It looks like a problem of GCC. Intel compiler gives the expected result.
$ g++ -I ~/program/include/eigen3 -std=c++11 -O3 a.cpp -o a && ./a
test1_us: 200087
test2_us: 320033
test3_us: 44539
$ icpc -I ~/program/include/eigen3 -std=c++11 -O3 a.cpp -o a && ./a
test1_us: 214537
test2_us: 23022
test3_us: 42099
Compared to the icpc
version, gcc
seems to have problem optimizing your test2
.
For more precise result, you may want to turn off the debug assertions by -DNDEBUG
as shown here.
EDIT
For question 1
@ggael gives an excellent answer that gcc
fails vectorizing the sum loop. My experiment also find that test2
is as fast as the hand-written naive for-loop, both with gcc
and icc
, suggesting that vectorization is the reason, and no temporary memory allocation is detected in test2
by the method mentioned below, suggesting that Eigen evaluate the expression correctly.
For question 2
Avoiding the intermediate memory is the main purpose that Eigen use expression templates. So Eigen provides a macro EIGEN_RUNTIME_NO_MALLOC and a simple function to enable you check whether an intermediate memory is allocated during calculating the expression. You can find a sample code here. Please note this may only work in debug mode.

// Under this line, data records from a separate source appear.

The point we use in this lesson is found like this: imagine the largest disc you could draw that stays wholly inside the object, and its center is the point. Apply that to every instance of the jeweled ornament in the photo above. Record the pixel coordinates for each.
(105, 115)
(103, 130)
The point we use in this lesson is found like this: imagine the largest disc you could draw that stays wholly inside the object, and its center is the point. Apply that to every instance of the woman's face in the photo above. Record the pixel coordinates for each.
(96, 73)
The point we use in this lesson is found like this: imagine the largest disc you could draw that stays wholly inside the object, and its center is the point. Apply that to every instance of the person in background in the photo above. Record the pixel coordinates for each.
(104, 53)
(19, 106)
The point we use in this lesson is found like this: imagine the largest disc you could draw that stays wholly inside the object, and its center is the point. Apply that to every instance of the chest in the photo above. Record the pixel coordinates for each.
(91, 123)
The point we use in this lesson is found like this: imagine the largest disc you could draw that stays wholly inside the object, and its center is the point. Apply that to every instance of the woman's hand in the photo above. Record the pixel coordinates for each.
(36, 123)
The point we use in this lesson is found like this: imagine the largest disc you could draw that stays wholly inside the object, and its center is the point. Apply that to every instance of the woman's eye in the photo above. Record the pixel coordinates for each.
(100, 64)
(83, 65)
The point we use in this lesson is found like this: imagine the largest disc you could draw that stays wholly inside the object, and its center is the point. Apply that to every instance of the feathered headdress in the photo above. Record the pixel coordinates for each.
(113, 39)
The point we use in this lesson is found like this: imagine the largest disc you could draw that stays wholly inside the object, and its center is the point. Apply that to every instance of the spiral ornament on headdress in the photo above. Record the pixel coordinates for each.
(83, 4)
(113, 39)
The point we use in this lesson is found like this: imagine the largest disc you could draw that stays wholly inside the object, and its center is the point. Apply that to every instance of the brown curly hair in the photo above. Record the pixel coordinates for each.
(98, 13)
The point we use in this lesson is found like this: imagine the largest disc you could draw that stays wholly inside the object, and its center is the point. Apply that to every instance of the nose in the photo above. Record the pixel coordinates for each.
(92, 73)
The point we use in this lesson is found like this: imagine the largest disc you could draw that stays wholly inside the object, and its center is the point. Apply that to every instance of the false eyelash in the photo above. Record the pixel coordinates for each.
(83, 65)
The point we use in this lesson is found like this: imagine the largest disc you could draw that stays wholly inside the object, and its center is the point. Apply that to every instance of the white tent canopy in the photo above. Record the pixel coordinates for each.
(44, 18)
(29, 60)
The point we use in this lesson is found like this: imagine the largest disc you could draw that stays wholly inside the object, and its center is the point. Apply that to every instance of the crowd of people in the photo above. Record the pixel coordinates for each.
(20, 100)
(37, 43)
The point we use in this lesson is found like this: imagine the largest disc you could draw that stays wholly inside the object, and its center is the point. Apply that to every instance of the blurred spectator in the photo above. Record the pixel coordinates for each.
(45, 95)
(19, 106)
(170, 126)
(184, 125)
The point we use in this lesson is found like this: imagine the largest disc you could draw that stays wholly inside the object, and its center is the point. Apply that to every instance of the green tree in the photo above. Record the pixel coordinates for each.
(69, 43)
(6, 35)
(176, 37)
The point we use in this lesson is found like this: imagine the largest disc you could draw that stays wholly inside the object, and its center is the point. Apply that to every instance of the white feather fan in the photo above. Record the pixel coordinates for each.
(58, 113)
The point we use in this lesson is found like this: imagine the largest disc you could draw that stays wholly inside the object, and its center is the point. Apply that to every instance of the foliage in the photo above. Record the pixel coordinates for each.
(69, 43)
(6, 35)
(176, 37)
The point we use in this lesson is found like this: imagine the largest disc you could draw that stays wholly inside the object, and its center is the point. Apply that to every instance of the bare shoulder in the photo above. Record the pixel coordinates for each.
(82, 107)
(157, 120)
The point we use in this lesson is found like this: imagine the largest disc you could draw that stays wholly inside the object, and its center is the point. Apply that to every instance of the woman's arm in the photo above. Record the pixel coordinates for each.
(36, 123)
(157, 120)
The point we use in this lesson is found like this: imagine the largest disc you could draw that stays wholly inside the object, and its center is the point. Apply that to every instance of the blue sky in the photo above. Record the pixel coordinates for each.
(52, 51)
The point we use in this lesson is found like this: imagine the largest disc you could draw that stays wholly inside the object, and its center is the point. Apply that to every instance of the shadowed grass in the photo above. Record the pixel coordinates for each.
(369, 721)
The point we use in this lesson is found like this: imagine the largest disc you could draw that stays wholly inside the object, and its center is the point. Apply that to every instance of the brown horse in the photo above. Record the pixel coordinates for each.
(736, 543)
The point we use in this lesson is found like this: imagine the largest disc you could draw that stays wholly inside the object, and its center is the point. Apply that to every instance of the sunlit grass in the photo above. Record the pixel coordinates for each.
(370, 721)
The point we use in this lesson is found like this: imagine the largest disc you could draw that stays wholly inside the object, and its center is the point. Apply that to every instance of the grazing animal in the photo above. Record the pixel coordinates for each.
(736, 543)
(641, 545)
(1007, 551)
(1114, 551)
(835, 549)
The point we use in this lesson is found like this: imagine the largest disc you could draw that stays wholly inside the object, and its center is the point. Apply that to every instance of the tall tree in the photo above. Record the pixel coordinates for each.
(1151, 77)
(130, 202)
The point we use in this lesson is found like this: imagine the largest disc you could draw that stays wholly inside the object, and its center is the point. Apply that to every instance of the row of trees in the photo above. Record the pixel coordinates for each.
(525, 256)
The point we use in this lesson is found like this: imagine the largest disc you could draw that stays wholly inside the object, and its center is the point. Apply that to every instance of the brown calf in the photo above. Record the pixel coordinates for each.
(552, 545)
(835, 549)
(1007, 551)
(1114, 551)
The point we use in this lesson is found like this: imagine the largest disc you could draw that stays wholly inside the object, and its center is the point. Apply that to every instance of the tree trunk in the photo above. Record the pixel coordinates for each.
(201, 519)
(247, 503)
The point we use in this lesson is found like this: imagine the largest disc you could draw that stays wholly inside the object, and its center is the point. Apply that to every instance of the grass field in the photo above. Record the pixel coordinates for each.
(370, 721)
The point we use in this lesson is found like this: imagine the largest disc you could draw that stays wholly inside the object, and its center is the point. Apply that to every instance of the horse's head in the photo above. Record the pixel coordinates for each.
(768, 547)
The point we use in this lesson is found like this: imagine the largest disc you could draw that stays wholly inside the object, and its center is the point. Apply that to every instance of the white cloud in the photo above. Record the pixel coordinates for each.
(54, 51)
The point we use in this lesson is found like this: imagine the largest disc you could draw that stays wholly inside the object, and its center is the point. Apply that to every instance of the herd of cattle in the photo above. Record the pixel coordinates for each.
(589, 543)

EIGEN_RUNTIME_NO_MALLOC - if defined, a new switch is introduced which
can be turned on and off by calling set_is_malloc_allowed(bool). If
malloc is not allowed and Eigen tries to allocate memory dynamically
anyway, an assertion failure results. Not defined by default.
For question 3
There is a way to use intermediate variables, and to get the performance improvement introduced by lazy evaluation/expression templates at the same time.
The way is to use intermediate variables with correct data type. Instead of using Eigen::Matrix/Array
, which instructs the expression to be evaluated, you should use the expression type Eigen::MatrixBase/ArrayBase/DenseBase
so that the expression is only buffered but not evaluated. This means you should store the expression as intermediate, rather than the result of the expression, with the condition that this intermediate will only be used once in the following code.
As determing the template parameters in the expression type Eigen::MatrixBase/...
could be painful, you could use auto
instead. You could find some hints on when you should/should not use auto
/expression types in this page. Another page also tells you how to pass the expressions as function parameters without evaluating them.
According to the instructive experiment about .abs2()
in @ggael 's answer, I think another guideline is to avoid reinventing the wheel.